This pan really is amazingly versatile. Of course, it's not as sexy or pretty as the Indian one on FX's link, called an Unniappam pan, but still, reasonably priced and quite serviceable for Corn Dodgers, Mini Popovers, Yorkshire Puddings, even Aebleskivers, etc. etc. I intend to continue adding to the list.
Though, the next experiment will involve actually following his recipe EXACTLY. I discovered that there wasn't enough rice flour on hand, so used mostly spelt flour. Also, I didn't add the full cup of palm sugar syrup, as I thought the batter would be too runny. In the interest of culinary science and authenticity, another batch needs to be made. Since we have a large bunch of bananas, ripe and waiting to be used, this is the time for more fritter trials. Though, one of FXs commentators did suggest adding whipped egg whites to lighten them up. Hummmm...

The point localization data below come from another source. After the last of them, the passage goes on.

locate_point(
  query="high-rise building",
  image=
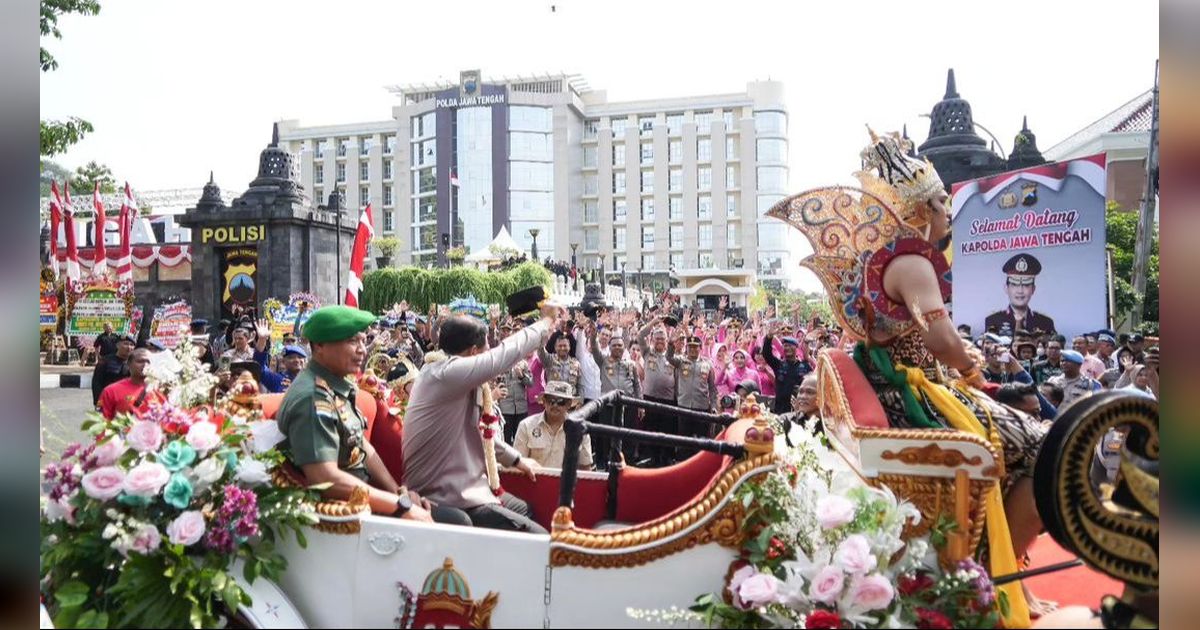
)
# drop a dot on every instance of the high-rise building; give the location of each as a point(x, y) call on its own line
point(652, 185)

Coconut-banana fritters from Kerala
Adapted from FX Cuisine
100gr jaggery (palm sugar)
1 cup water
1 cup rice flour
0.5 cup coconut, finely grated, fried in ghee
0.5 cup mashed banana
1 teaspoon sugar
1 teaspoon baking powder
1/4 teas. cinnamon, nutmeg or ginger
Extra virgin coconut oil as needed
Preheat oven to 400 F. Start by heating a cup of water with 100gr of jaggery (palm-tree sugar) until the sugar dissolves. Fry the grated coconut in a scant tablespoon of ghee or coconut oil, and set aside.

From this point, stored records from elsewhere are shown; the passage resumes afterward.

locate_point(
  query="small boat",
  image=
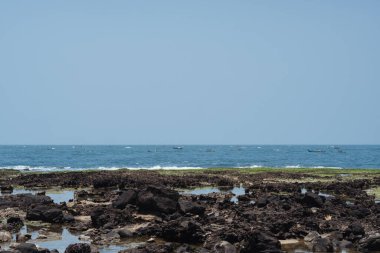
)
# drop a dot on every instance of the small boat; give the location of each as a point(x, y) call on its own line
point(316, 151)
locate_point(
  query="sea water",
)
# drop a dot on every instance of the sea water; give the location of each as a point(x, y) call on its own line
point(78, 157)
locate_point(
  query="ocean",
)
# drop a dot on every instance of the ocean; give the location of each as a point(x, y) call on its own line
point(110, 157)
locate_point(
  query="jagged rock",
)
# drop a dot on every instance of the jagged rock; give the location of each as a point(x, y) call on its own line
point(45, 213)
point(157, 200)
point(224, 247)
point(5, 236)
point(78, 248)
point(322, 245)
point(126, 197)
point(191, 207)
point(258, 241)
point(370, 243)
point(312, 200)
point(182, 230)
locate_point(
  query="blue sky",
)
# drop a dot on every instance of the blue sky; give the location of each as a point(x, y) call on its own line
point(189, 72)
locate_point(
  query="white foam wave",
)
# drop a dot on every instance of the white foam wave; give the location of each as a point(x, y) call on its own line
point(157, 167)
point(250, 166)
point(293, 166)
point(326, 167)
point(42, 168)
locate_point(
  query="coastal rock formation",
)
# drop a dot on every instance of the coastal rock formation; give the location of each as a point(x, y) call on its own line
point(45, 213)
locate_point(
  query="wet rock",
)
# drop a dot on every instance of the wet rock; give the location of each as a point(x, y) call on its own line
point(360, 213)
point(24, 201)
point(68, 218)
point(105, 182)
point(312, 200)
point(261, 202)
point(45, 213)
point(370, 243)
point(156, 200)
point(78, 248)
point(312, 236)
point(224, 247)
point(322, 245)
point(258, 241)
point(154, 248)
point(6, 189)
point(354, 230)
point(125, 233)
point(126, 197)
point(5, 236)
point(26, 248)
point(15, 221)
point(109, 217)
point(191, 207)
point(182, 230)
point(23, 237)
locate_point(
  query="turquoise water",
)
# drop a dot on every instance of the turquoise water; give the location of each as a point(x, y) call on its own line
point(45, 158)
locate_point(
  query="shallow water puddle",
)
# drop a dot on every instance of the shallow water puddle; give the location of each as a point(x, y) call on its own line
point(236, 191)
point(299, 246)
point(57, 195)
point(322, 194)
point(59, 238)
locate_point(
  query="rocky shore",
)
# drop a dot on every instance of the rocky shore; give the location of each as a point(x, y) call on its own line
point(153, 211)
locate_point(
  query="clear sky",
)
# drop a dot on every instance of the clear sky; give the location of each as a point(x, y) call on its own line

Mix the rice flour with sugar, spice and baking powder, then add the banana mashed to a pulp and the fried coconut. Pour the jaggery syrup on top and mix thoroughly.
Heat the aebleskiver pan over stove top burner. Put about 1 tablespoon or so of coconut oil in each depression, brush all around the sides, and let it get quite hot. Then, fill them with batter almost to the top. They will bubble all the way up quickly.

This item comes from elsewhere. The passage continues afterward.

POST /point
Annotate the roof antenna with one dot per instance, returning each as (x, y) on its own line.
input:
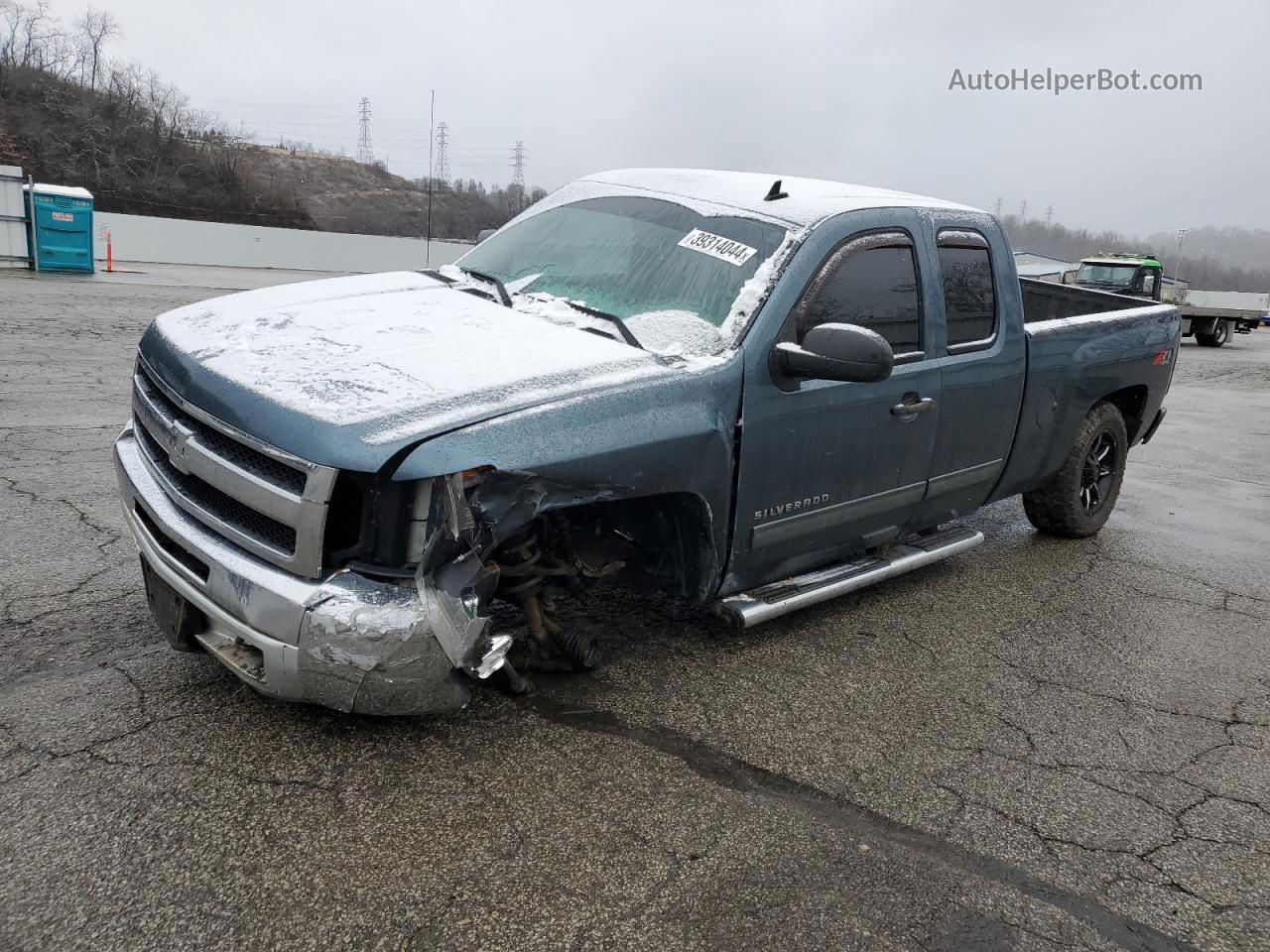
(775, 191)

Fry a few minutes on a moderate heat. If the heat is too high the crust will burn before the inside is cooked through. Then, set pan in preheated oven for 15-20 minutes or until puffed and well browned.
These are reminiscent of banana muffins, only with a crispy exterior, and the coconut gives them a wonderful subtle flavor. I think corn flour might work as well as the rice or spelt flour did, but that is another experiment on my agenda.